🤖 AI Summary
This work addresses the deployment reliability challenges of current code language models, which often suffer from overconfidence or underconfidence due to the absence of effective uncertainty estimation and active abstention mechanisms. The authors propose a unified, deployment-oriented framework that treats uncertainty as an actionable signal, jointly optimizing model calibration, selective prediction, and lightweight program analysis tool invocation to establish an end-to-end decision-making and repair pipeline. Evaluated on both classification and generation tasks, the approach enables risk-controlled, coverage-adjustable applications, significantly improving correctness ranking and selective prediction performance while maintaining high coverage. This leads to a substantial reduction in error rates and enhances the practical reliability of code language models in real-world scenarios.
📝 Abstract
Code language models are increasingly adopted for both understanding and generative tasks. Despite their success, these models frequently produce overconfident incorrect predictions and underconfident correct predictions, undermining their reliability in deployment. Practical deployment demands three capabilities: accurately estimating the likelihood of correctness, abstaining on uncertain predictions, and invoking external mechanisms to validate or repair abstained outputs. Existing calibration and uncertainty estimation methods, primarily developed for natural language tasks, do not readily transfer to code. Notably, post-hoc calibration techniques often reduce probability misalignment but fail to improve the ranking of predictions by correctness likelihood-a requirement for selective prediction under partial coverage.
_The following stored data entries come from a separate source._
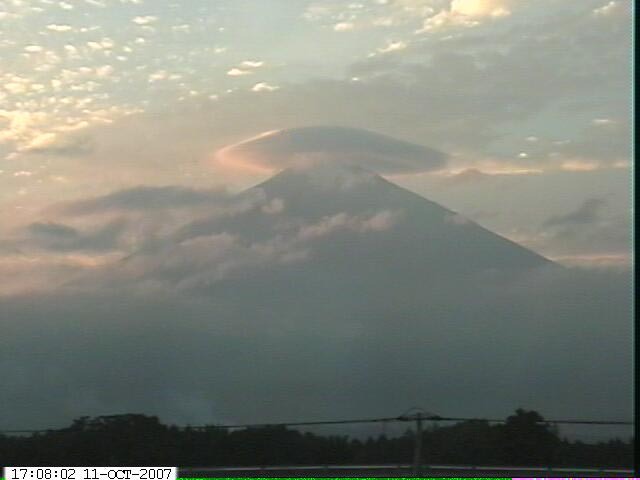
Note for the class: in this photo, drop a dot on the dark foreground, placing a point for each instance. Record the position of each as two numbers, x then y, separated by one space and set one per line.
402 470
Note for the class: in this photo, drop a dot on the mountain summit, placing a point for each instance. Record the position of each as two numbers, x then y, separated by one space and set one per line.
419 235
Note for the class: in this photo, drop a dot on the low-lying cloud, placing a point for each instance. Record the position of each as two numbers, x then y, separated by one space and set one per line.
300 146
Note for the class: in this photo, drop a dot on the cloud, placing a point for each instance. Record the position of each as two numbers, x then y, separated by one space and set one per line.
343 26
236 72
63 238
144 20
59 28
67 144
252 63
334 312
393 47
587 212
284 148
264 87
143 198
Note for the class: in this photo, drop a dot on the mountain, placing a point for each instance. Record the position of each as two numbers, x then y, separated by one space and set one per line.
433 236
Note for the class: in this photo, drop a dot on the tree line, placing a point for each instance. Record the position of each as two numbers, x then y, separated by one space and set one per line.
134 439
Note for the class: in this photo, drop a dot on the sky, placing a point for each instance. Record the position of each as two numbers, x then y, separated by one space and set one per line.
531 101
122 121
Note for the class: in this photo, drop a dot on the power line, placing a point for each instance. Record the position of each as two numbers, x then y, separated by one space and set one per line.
402 418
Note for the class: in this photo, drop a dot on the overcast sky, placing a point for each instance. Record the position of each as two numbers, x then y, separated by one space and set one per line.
513 113
530 100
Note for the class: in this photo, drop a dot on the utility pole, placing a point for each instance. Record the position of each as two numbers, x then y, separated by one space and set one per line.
417 453
418 416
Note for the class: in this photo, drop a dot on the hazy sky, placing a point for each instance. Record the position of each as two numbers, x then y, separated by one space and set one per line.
126 124
529 99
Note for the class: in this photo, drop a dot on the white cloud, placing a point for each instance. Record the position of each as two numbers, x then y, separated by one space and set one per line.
144 20
466 13
393 47
33 48
59 28
252 64
236 72
264 87
603 121
343 26
607 9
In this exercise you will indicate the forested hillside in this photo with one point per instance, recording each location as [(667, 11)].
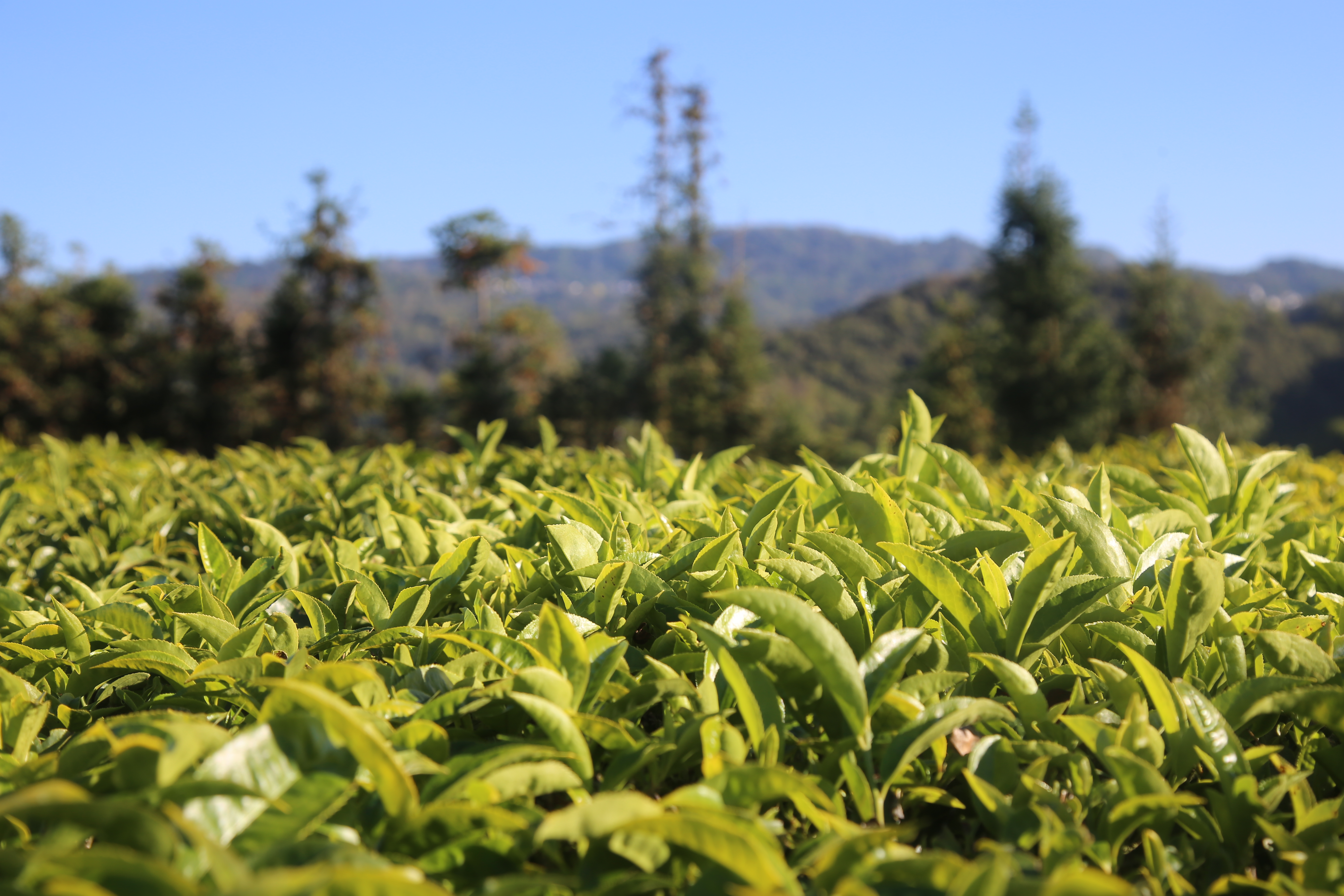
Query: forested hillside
[(795, 276)]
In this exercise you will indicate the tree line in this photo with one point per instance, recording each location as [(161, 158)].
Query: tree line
[(1026, 355)]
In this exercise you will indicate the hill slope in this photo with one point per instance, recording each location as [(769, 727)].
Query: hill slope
[(796, 277)]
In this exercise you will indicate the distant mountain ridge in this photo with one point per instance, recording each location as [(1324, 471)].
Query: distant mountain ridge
[(796, 276)]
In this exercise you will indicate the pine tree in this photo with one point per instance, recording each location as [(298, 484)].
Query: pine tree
[(737, 350), (1056, 364), (314, 327), (19, 253), (1183, 339), (955, 377), (700, 371), (210, 393)]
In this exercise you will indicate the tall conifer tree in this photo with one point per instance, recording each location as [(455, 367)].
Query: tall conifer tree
[(314, 327), (1056, 369)]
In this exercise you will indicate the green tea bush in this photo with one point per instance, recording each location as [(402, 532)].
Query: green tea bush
[(547, 671)]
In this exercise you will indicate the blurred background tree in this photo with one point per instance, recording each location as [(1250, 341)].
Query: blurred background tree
[(211, 393), (314, 328), (1054, 361)]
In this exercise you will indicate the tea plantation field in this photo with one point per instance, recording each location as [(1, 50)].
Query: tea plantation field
[(550, 671)]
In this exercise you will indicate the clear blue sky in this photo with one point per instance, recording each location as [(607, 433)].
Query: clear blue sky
[(136, 127)]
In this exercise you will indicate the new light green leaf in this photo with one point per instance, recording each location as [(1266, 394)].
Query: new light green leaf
[(345, 725), (820, 643), (561, 731), (1206, 461), (964, 473)]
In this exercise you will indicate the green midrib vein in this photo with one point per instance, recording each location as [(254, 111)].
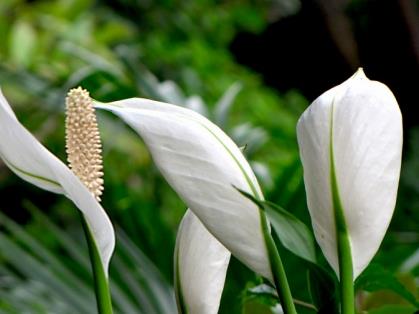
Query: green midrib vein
[(34, 176)]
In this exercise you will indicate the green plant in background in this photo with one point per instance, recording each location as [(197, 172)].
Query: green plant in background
[(25, 156), (51, 46)]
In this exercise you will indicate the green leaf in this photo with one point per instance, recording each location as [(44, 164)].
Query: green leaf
[(391, 309), (293, 234), (375, 278), (323, 290), (22, 43)]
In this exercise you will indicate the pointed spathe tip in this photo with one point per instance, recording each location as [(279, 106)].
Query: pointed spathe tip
[(360, 74)]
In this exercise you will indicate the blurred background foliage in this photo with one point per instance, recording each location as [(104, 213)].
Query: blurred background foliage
[(186, 53)]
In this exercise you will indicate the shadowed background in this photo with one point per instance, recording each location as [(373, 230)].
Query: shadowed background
[(250, 66)]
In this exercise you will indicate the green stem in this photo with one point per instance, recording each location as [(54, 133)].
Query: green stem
[(103, 297), (278, 271), (343, 241), (346, 275)]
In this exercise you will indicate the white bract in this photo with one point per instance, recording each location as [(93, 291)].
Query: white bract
[(356, 129), (31, 161), (204, 167), (201, 263)]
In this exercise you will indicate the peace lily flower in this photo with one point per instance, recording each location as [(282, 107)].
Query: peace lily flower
[(205, 168), (31, 161), (350, 141), (201, 264)]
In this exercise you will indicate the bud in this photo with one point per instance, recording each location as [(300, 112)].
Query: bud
[(350, 141), (83, 144)]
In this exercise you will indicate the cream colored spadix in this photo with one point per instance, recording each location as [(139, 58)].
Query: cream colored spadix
[(354, 129), (201, 263), (204, 167), (31, 161)]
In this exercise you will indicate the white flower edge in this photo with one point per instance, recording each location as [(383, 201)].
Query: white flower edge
[(357, 128), (204, 166), (31, 161), (201, 263)]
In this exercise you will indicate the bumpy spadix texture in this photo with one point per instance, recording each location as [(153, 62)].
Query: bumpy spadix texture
[(360, 122), (201, 264), (31, 161), (204, 167), (83, 144)]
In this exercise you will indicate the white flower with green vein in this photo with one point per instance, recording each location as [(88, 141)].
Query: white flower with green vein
[(201, 263), (350, 141), (205, 167), (31, 161)]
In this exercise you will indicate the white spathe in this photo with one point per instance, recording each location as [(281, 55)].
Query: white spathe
[(362, 121), (204, 166), (31, 161), (201, 263)]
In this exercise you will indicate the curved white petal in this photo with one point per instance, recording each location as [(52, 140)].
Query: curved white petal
[(203, 166), (25, 156), (201, 264), (364, 121)]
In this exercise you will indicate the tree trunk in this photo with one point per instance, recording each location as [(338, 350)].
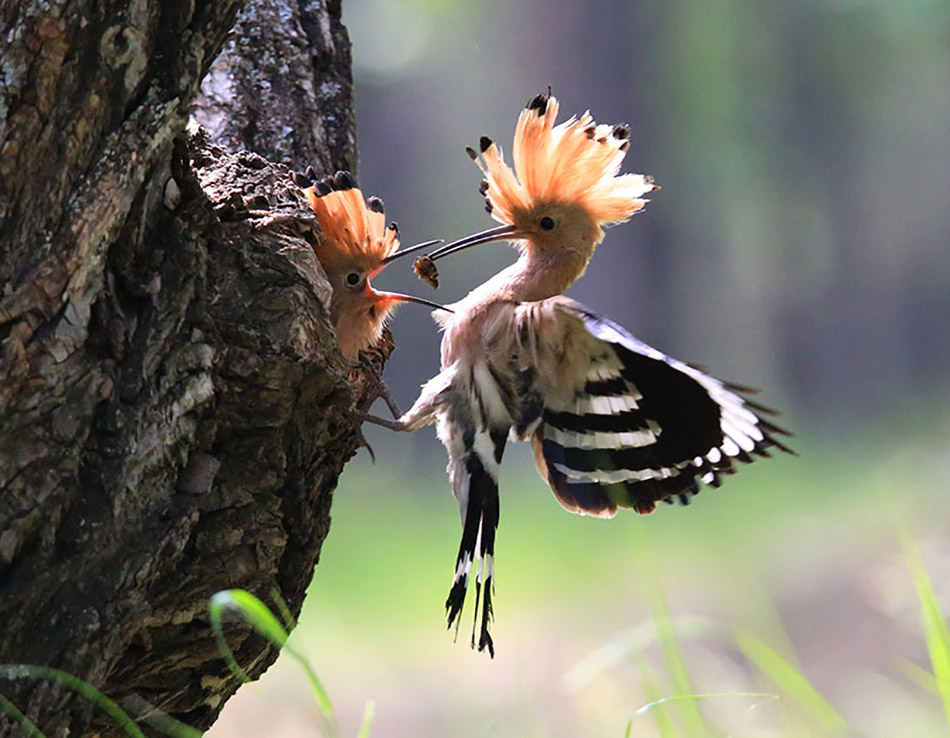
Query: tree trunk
[(172, 400)]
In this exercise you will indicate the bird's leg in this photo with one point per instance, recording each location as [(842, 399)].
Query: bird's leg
[(394, 425), (378, 386)]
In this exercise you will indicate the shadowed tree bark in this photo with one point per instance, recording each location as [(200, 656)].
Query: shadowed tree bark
[(172, 399)]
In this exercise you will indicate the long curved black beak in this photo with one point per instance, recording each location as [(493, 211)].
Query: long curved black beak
[(505, 232), (399, 297), (412, 249)]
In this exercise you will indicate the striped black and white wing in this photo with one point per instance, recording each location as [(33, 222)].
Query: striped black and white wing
[(644, 427)]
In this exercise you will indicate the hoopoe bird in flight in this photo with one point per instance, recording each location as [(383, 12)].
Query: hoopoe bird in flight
[(356, 246), (613, 422)]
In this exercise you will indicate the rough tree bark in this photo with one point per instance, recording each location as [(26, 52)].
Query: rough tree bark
[(171, 395)]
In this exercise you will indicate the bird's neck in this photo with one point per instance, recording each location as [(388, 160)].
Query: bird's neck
[(537, 275)]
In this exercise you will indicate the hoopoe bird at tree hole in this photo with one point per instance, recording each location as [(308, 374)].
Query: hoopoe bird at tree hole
[(357, 245), (613, 421)]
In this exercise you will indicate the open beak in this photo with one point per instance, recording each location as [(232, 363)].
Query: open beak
[(397, 297), (506, 233), (412, 250)]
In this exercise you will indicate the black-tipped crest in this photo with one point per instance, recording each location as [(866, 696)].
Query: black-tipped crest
[(539, 102), (343, 180)]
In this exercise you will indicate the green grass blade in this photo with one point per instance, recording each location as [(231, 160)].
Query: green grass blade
[(654, 692), (264, 622), (762, 696), (368, 713), (21, 671), (791, 681), (935, 625), (692, 720), (13, 712)]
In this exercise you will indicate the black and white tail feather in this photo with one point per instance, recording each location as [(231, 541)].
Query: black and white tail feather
[(645, 427), (474, 469)]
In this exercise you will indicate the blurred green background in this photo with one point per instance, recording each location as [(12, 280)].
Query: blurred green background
[(799, 244)]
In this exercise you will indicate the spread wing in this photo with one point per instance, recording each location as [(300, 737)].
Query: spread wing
[(643, 427)]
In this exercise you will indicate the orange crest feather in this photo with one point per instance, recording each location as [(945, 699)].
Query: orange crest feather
[(353, 227), (575, 162)]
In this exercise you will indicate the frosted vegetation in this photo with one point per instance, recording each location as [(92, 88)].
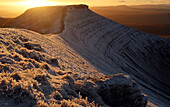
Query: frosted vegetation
[(93, 61)]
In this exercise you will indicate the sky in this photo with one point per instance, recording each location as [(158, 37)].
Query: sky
[(11, 8)]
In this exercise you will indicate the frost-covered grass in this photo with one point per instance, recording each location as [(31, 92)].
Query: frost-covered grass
[(36, 71)]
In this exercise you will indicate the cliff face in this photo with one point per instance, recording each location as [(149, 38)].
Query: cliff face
[(112, 48), (109, 46)]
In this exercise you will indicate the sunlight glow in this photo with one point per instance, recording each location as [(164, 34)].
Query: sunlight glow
[(38, 3)]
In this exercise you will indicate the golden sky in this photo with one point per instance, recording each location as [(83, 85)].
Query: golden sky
[(16, 7)]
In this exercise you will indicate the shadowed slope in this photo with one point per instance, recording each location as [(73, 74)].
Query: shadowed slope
[(114, 48), (40, 71)]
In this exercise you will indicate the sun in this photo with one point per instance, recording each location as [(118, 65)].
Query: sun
[(38, 3)]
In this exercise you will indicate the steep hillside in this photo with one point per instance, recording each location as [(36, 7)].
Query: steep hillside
[(111, 48), (40, 71), (114, 48)]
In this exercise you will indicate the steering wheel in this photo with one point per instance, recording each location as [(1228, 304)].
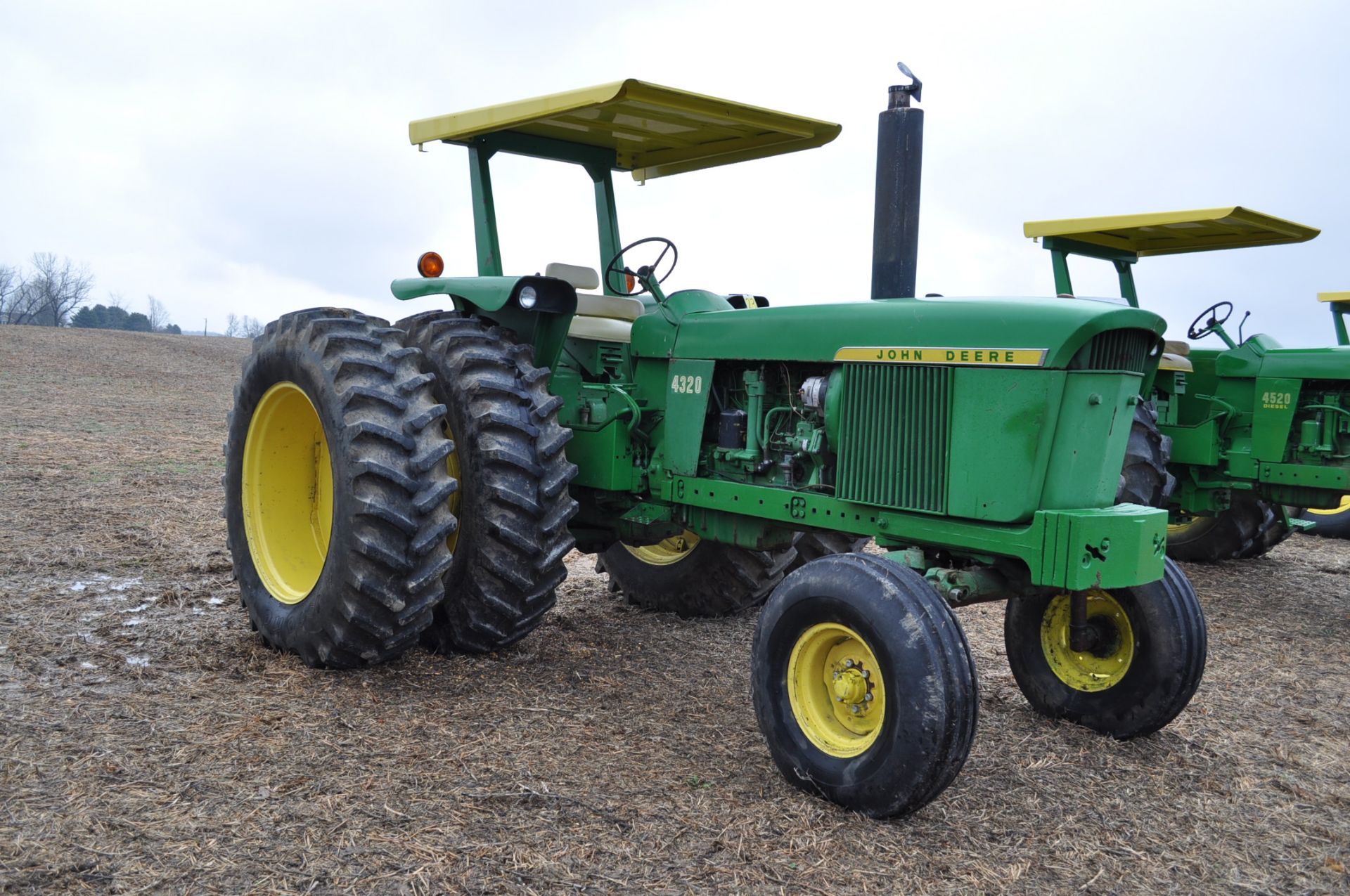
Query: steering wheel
[(1211, 312), (645, 271)]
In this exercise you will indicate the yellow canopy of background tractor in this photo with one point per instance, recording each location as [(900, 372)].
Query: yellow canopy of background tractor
[(654, 131), (1172, 233)]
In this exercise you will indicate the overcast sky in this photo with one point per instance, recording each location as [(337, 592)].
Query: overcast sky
[(253, 157)]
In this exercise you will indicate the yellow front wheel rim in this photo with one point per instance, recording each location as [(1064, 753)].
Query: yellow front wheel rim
[(669, 551), (836, 690), (1191, 524), (288, 493), (1088, 671), (1345, 505)]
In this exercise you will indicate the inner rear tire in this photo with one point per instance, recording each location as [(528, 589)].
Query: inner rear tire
[(513, 505), (1162, 645), (1145, 478), (904, 748), (369, 586), (813, 545), (708, 580)]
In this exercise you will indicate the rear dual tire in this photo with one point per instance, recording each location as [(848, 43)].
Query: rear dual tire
[(1249, 528), (513, 502), (335, 490), (1140, 682)]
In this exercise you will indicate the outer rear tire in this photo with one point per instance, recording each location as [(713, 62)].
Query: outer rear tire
[(1249, 528), (381, 573), (1169, 645), (513, 507), (929, 702), (712, 580)]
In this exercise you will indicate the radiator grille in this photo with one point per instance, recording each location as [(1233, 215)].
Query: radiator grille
[(894, 434), (1117, 350)]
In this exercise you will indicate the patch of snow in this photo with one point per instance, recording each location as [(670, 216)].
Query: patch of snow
[(103, 580)]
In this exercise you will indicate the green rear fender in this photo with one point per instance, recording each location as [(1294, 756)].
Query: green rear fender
[(499, 299)]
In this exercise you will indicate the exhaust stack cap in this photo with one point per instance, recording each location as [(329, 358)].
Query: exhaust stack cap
[(901, 92)]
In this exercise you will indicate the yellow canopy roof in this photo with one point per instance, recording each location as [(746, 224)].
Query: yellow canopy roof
[(654, 131), (1169, 233)]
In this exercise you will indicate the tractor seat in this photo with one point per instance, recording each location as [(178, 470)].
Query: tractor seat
[(1175, 356), (601, 318)]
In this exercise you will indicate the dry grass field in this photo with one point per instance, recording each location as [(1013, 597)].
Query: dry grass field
[(150, 744)]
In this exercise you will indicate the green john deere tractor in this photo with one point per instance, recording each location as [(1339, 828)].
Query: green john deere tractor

Furthermore, most approaches treat uncertainty as a passive indicator rather than an actionable signal. This work introduces a unified framework that integrates uncertainty estimation, model calibration, and tool-based abstention handling for code models. The proposed design enables models to assign reliable correctness probabilities, abstain under uncertainty, and invoke lightweight program analysis procedures to process abstained cases. By combining these components within a single deployment-oriented workflow, this framework supports risk-aware, coverage-controlled use of code models across both classification and generation settings.